- After the close yesterday Egypt’s GASC tendered for wheat, for mid March shipment,in the wake of its rejection of US supplies earlier in the day. It became clear that they were prepared to accept French grain at 13.5% moisture and continue to do so for another six months, which came as something of a surprise. Jumping forward, the result was that France was awarded 180,000 mt and Romania secured 60,000 mt at an average price of $240.25 basis C&F, which compares with yesterday’s US offers that ranged from $287 to $336 including freight. Little wonder yesterday saw Egypt “pass” on the US offered levels!
- Today has seen the USDA’s Outlook Conference release its new crop acreage projections, and a bullish surprise comes from the soybean seeding forecast of 83.5 million acres, half a million below December’s baseline numbers. Corn was put at 89 million acres, 1 million up from December. The lower than expected soybean acres saw markets jump 15-17 cents with corn following 3-4 cents and wheat tagging along for the ride. Trend following funds jumped on the bandwagon as soybean prices pushed through both 50 and 100 day moving averages. It is probably fait to suggest that Outlook numbers with actuals, last year Outlook put soybean plantings at 79.5 million acres, below intentions of 81.5 and final acres at 83.7. Tomorrow will see more data including balance sheets and it is quite possible that we will see a price reversal – again.
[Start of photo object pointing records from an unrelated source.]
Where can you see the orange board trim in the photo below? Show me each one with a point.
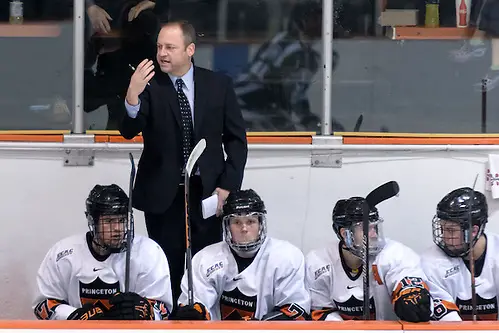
(419, 141)
(196, 325)
(17, 136)
(452, 326)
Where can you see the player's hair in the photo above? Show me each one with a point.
(187, 28)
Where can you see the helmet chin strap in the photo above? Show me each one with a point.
(246, 254)
(103, 249)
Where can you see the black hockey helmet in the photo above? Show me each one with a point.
(244, 203)
(349, 211)
(108, 204)
(348, 214)
(458, 206)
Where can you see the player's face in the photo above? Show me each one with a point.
(173, 55)
(376, 238)
(358, 232)
(452, 235)
(111, 230)
(244, 229)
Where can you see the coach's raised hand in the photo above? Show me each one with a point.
(142, 75)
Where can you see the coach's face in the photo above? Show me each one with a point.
(173, 55)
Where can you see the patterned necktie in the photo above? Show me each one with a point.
(185, 111)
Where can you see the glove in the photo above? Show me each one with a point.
(130, 306)
(413, 305)
(87, 312)
(197, 311)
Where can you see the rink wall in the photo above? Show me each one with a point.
(248, 327)
(46, 176)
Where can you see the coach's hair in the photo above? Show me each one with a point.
(187, 30)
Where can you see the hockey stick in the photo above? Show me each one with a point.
(189, 166)
(358, 123)
(472, 255)
(130, 225)
(379, 194)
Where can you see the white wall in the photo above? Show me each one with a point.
(43, 201)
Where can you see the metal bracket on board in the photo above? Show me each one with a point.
(326, 158)
(78, 157)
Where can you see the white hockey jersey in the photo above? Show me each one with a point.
(275, 278)
(450, 283)
(335, 295)
(71, 276)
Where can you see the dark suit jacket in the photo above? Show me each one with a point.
(217, 118)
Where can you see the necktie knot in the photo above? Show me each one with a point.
(180, 83)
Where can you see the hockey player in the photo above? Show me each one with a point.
(334, 274)
(82, 277)
(249, 276)
(447, 262)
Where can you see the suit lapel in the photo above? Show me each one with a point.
(200, 94)
(171, 96)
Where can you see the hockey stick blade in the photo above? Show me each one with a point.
(358, 123)
(193, 158)
(365, 261)
(383, 192)
(472, 255)
(130, 225)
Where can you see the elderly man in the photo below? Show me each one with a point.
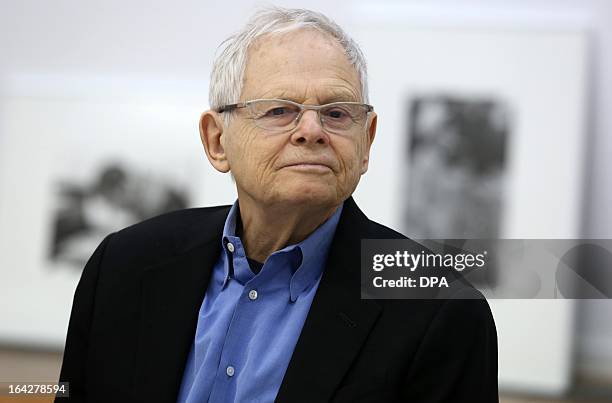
(260, 301)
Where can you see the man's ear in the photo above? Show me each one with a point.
(211, 134)
(370, 133)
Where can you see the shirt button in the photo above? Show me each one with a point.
(253, 295)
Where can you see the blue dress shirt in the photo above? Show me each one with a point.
(249, 323)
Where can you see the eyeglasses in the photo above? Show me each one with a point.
(281, 115)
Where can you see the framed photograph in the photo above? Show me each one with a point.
(79, 160)
(481, 134)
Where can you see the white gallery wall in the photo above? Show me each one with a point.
(159, 53)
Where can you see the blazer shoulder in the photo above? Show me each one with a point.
(166, 235)
(379, 231)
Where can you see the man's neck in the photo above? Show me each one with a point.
(271, 228)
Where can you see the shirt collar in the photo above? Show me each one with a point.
(307, 258)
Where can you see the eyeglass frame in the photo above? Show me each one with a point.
(302, 107)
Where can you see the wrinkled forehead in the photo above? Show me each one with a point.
(303, 64)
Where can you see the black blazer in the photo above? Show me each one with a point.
(136, 307)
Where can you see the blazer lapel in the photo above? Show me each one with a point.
(338, 322)
(172, 293)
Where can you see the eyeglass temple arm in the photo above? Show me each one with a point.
(230, 107)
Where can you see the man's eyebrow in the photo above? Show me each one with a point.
(339, 96)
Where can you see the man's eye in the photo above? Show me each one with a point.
(280, 111)
(337, 114)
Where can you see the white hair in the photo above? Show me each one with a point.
(227, 77)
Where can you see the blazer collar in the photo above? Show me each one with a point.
(339, 321)
(171, 295)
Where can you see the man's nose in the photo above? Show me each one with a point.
(309, 130)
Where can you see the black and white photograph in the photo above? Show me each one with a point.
(115, 196)
(457, 166)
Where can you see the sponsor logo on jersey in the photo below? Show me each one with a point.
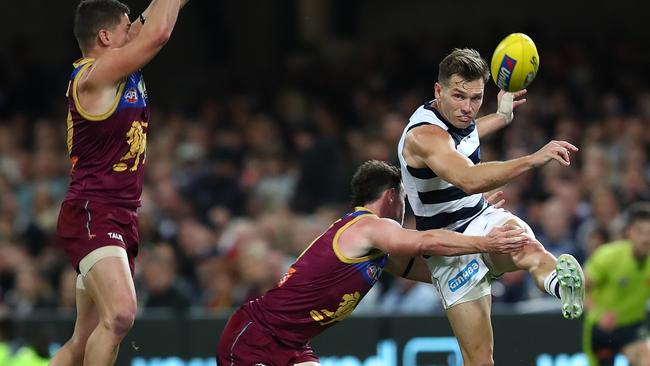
(464, 276)
(116, 236)
(131, 95)
(373, 271)
(505, 71)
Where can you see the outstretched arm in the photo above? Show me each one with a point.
(432, 146)
(412, 268)
(137, 24)
(388, 236)
(506, 103)
(117, 63)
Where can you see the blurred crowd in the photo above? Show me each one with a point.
(238, 185)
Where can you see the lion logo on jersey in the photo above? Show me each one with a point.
(346, 306)
(131, 96)
(137, 140)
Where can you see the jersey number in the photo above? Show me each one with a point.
(137, 140)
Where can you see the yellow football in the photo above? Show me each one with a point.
(515, 62)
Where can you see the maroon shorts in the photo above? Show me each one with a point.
(84, 226)
(245, 343)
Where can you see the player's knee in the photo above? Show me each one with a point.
(481, 356)
(121, 319)
(77, 347)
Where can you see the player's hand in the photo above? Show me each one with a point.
(496, 199)
(554, 150)
(506, 239)
(507, 102)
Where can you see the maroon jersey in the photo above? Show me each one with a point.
(321, 288)
(108, 151)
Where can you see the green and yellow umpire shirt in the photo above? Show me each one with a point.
(620, 283)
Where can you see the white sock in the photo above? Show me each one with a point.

- Brussels granted weekly wheat export licences totalling 930,377 mt, which brings the season total to 21.094 million mt. This is 776,391 (3.82%) ahead of last year. Prices lifted in Paris on the news. The Russian “news machine” is either long new crop futures or needs a hedge against an, as yet, undefined problem with talk of a “more than 40% drop in this year’s winter crop”. The Soviet propaganda engine is clearly not yet dead unlike many in the eastern regions of Ukraine!
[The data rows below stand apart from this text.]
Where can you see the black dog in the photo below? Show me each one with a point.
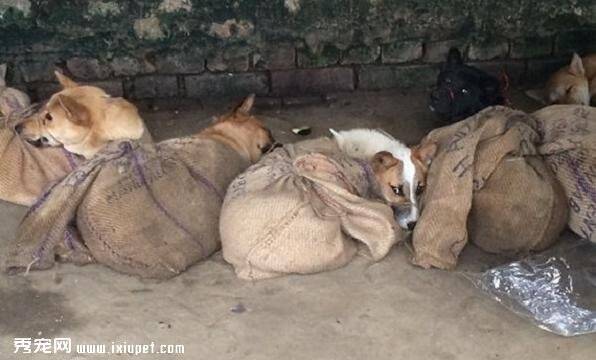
(462, 90)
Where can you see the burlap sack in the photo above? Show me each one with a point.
(300, 210)
(145, 210)
(488, 185)
(25, 170)
(568, 144)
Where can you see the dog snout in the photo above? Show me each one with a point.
(36, 143)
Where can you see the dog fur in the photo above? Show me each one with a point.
(83, 119)
(400, 170)
(11, 100)
(573, 84)
(241, 131)
(462, 90)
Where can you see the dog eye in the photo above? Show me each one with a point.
(419, 189)
(398, 190)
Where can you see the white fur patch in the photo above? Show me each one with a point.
(365, 143)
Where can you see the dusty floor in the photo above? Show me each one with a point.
(387, 310)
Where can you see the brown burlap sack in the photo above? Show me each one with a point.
(487, 184)
(568, 144)
(25, 170)
(140, 209)
(299, 210)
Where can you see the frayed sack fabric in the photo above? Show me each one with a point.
(568, 144)
(141, 209)
(27, 171)
(489, 185)
(303, 209)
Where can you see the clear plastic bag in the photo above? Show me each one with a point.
(555, 289)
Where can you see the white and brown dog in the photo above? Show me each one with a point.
(405, 168)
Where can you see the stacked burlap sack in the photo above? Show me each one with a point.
(492, 183)
(25, 170)
(141, 209)
(568, 144)
(302, 209)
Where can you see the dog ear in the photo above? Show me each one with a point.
(13, 101)
(577, 66)
(3, 75)
(454, 57)
(246, 105)
(425, 152)
(384, 160)
(538, 95)
(64, 80)
(75, 112)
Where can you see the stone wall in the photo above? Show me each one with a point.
(191, 48)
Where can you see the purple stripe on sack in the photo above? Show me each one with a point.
(70, 158)
(143, 179)
(40, 200)
(580, 178)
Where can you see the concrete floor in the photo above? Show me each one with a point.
(385, 310)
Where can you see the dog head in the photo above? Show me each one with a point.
(463, 90)
(401, 181)
(82, 118)
(243, 131)
(11, 100)
(569, 85)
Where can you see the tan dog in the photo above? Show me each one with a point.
(573, 84)
(82, 119)
(242, 131)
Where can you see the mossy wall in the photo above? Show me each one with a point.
(124, 39)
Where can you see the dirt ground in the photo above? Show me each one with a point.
(385, 310)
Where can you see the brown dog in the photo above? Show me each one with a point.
(573, 84)
(82, 119)
(241, 131)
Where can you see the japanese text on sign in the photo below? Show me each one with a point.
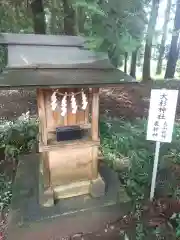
(161, 115)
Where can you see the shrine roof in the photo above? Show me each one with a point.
(52, 61)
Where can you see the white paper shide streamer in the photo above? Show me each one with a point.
(53, 101)
(73, 104)
(64, 105)
(84, 101)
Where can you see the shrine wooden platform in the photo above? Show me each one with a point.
(28, 220)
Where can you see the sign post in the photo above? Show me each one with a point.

- The big picture suggests that in corn we have a marked lack of weather issues in S America coupled with steady demand, which is keeping the market two sided and choppy. There is a lack of direction and uncertainty over US acres (we are now talking the “real”world not Outlook). The big risk sits with fund liquidation as the funds continue to hold a long position. Wheat however appears to offer little short term risk to the bears, demand news could probably not get worse for the US who were humiliated on the global market yesterday with Egypt’s rejection of all offers despite the lure of a credit facility (which we believe is tempting – but not at any price). Soybean prices continue to have the Sword of Damocles hanging over them in the form of the fundamental oversupply position despite today’s Outlook projections offering some short term support. The market has to decide which is the greater long term driver of price direction.